For example, lets take a picture of a hill in a basic 2D game.

This would be a hard hill to walk over with normal Byond graphics wouldn't it!
Now lets take a look at how you would be forced to display the mob in this instance.
The black being the logical place to put it, the gray being secondary alternatives. With a pixel based game, you would need to code in the values of each piece of land, or icon, and have the mob dynamically place itself above that, you would be able to form the mob to the ground, with a lot of runtime code, and a lot of values for each piece of land.
Now lets take it if you were able to scan the icons, and figure out what color is where, for instance if there is green piece of land, and there is grass all over it on a variable slope, you would be able to in a list, keep track of which pixels have color, and which don't without the hassle of doing it yourself. For instance, this piece of hill, would be very hard to keep track of, because of its slope.

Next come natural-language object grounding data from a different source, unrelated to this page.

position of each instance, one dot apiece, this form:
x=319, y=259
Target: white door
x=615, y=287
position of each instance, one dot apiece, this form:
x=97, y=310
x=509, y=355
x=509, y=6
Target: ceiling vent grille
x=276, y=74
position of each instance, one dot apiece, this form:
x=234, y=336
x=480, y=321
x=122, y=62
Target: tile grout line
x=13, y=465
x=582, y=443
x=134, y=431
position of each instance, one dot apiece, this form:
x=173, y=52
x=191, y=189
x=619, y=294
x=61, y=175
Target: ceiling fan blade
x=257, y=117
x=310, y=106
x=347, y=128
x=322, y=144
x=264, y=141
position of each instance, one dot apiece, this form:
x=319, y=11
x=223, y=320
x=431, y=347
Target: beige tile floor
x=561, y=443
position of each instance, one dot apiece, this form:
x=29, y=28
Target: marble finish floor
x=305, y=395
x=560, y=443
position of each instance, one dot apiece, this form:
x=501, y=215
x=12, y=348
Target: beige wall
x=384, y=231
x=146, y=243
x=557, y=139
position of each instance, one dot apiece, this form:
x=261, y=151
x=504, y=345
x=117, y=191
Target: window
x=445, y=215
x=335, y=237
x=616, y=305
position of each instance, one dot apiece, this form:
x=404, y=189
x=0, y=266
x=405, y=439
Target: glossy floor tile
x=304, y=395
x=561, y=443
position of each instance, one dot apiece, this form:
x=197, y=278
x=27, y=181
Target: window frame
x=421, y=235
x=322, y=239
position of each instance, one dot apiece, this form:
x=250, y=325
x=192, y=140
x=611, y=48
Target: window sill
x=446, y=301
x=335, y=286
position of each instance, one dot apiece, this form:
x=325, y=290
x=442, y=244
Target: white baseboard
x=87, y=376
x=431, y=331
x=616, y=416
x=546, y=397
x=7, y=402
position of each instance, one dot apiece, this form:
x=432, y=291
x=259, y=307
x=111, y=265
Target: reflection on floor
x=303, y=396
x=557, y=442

Now lets go back to the instance before with the hill, and scanning of icons.
You would be able to easily mold the mobs around the hill with little continues coding.

Another good use of this is, the fact that you can have the mob visually sink into the ground, if the ground happens to be sand. You could scan the icon, if the top pixels are within a certain RGB range(Or variable check on the peice of land), it would be considered sand, and the character can visually sink into the sand, and when the sand is over with, he can come out of the sand. Also, you could include raining in a game such as this, where the ground gets wet and muddy, this makes random spots very loose, allowing your character to fall through the ground slightly, while the dynamic ground isn't wet all the way through, the front part of the body could go down slightly more then the back part of the body.